In our patient there was no evidence for prior negativity to anti-AQP-4-antibodies; indeed, the patient could have been positive for the antibodies before SARS-CoV-2 infection. Certain immunologic events (possibly infections, such as COVID-19, and other immune activations) might be needed to allow anti-AQP-4 antibodies to cross the blood-brain barrier to bind to AQP4 on astrocytes.(Nishiyama et al., 2009) In this sense, emerging evidences suggest that, in genetically susceptible individuals, SARS-CoV-2 infection could trigger autoimmune responses.(Caso et al., 2020; Galeotti and Bayry, 2020; Kondo et al., 2020) Besides, SARS-CoV-2 infection induces a cytokine storm,(Ye et al., 2020) which results in an abundance of pro-inflammatory cytokines and, in turn, may damage the astrocytes directly or via immune mechanisms (Fig. 1).

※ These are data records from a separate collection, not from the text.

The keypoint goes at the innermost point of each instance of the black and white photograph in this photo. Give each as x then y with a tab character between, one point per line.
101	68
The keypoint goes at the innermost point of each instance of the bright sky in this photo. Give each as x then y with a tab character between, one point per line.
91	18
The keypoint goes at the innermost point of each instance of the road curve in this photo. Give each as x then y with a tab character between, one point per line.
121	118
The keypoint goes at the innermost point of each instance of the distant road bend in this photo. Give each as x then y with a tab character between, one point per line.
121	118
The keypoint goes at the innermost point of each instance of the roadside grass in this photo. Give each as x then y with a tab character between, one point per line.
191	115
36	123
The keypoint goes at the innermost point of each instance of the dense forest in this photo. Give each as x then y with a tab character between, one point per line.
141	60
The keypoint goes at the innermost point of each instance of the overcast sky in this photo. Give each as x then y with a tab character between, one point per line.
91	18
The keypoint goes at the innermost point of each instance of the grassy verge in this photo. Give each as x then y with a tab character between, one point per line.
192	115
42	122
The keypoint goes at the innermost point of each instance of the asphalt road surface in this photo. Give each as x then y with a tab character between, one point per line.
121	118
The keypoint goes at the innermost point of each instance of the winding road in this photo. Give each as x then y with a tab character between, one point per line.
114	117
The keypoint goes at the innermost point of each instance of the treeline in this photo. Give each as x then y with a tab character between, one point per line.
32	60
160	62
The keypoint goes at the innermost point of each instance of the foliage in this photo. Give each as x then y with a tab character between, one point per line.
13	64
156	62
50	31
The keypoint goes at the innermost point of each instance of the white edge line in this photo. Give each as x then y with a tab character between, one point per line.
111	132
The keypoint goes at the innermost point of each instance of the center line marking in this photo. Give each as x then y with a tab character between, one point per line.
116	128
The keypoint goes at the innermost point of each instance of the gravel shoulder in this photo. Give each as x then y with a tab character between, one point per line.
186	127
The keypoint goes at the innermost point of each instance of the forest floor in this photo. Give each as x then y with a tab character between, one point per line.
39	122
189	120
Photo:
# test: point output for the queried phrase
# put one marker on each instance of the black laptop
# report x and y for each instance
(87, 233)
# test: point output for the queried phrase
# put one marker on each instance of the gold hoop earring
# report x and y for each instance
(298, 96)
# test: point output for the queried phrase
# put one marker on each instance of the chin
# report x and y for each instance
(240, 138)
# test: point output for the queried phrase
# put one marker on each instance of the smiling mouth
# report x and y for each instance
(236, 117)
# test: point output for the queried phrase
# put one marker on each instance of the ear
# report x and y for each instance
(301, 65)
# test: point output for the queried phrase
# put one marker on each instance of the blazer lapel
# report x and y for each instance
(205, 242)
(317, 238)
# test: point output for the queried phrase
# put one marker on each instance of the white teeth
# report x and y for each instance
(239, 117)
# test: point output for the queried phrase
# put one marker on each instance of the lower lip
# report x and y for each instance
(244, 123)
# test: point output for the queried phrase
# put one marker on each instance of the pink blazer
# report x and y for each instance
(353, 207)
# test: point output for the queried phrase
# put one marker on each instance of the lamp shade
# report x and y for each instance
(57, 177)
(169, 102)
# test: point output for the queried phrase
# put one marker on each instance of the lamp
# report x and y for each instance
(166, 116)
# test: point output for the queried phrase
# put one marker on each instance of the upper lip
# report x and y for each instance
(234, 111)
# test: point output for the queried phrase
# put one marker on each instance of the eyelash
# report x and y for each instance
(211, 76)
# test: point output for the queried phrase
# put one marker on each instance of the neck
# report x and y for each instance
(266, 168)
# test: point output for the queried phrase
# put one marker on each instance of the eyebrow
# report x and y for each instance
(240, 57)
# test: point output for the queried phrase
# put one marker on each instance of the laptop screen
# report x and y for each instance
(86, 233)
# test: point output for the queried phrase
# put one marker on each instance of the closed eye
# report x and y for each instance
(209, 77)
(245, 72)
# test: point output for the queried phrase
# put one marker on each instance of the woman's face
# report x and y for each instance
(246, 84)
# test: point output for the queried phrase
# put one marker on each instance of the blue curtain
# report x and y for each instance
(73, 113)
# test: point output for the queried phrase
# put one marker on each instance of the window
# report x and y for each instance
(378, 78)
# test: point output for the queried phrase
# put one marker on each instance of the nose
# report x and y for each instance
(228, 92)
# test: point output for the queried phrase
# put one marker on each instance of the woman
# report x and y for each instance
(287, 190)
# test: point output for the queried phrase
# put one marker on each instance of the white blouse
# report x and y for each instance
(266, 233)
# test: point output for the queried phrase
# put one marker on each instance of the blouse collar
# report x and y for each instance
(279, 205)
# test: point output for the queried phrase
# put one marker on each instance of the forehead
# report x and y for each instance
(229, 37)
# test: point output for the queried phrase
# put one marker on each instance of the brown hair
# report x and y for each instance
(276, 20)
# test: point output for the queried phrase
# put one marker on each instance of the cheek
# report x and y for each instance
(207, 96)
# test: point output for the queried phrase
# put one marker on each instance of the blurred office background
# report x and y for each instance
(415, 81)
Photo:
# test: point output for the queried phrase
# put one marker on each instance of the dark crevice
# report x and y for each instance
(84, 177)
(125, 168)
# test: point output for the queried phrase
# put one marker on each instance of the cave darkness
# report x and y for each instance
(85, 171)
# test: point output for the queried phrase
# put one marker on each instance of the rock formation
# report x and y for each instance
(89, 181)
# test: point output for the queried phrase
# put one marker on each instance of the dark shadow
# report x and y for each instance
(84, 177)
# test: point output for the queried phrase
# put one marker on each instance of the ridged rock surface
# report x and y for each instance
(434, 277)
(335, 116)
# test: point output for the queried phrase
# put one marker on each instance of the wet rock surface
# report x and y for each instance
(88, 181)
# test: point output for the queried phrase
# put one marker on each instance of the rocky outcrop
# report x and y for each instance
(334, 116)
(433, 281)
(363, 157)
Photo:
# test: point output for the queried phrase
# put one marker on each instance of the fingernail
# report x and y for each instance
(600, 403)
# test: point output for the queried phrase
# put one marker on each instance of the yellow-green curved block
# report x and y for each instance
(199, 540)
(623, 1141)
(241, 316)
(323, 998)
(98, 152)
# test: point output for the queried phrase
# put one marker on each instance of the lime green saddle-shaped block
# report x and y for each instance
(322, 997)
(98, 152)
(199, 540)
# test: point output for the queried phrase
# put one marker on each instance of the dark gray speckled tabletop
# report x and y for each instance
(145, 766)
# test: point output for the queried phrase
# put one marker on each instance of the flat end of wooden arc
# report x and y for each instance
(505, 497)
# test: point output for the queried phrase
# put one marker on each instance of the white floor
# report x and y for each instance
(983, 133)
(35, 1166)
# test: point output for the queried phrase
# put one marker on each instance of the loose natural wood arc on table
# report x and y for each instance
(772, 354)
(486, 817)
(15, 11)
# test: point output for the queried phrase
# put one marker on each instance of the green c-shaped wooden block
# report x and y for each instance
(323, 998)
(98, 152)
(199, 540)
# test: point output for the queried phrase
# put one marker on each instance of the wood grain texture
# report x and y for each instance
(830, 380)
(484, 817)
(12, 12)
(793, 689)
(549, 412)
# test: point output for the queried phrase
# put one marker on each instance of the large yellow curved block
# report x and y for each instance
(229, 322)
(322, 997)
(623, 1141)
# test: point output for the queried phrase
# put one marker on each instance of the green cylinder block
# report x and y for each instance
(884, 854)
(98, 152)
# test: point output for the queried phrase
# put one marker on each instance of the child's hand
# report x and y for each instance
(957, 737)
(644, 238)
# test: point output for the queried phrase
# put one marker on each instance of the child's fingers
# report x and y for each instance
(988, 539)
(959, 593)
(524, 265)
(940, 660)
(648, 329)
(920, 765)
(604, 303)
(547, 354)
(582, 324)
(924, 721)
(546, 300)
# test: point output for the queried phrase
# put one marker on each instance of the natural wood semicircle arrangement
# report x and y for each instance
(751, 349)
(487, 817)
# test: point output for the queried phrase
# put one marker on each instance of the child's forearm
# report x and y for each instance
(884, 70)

Several case reports have already described acute transverse myelitis associated with SARS-CoV-2 infection, most of them being LETM.(AlKetbi et al., 2020; Chakraborty et al., 2020; Chow et al., 2020; Kaur et al., 2020; Maideniuc and Memon, 2020; Munz et al., 2020; Sotoca and Rodríguez-Álvarez, 2020; Valiuddin et al., 2020; Zachariadis et al., 2020; Zhou et al., 2020; Zoghi et al., 2020) However, only one case was found to be seropositive NMOSD, precisely MOG IgG antibody positivity, in a young Hispanic man with bilateral optic neuritis and LETM. Our case is novel in this aspect. From the erstwhile discussion, a plausible nexus between NMOSD and SARS-CoV-2 could be considered. This taken together with obvious temporality in the course of the disease, anti-AQP-4 seropositivity and response to immunomodulators drugs, provide ample evidence emphasizing a causal link between COVID-19 and anti-AQP-4-antibody mediated astrocytopathy. To our knowledge, this is the first case of NMOSD preceded by area postrema syndrome where there was a clear temporal sequence between SARS-CoV-2 infection and disease onset. The current case stands out as a genuinely rare manifestation of COVID-19. It adds to the tally of cases reporting acute transverse myelitis in COVID-19 and, more importantly, brings to attention the potential involvement of area postrema in the cases of NMOSD associated with this novel infection.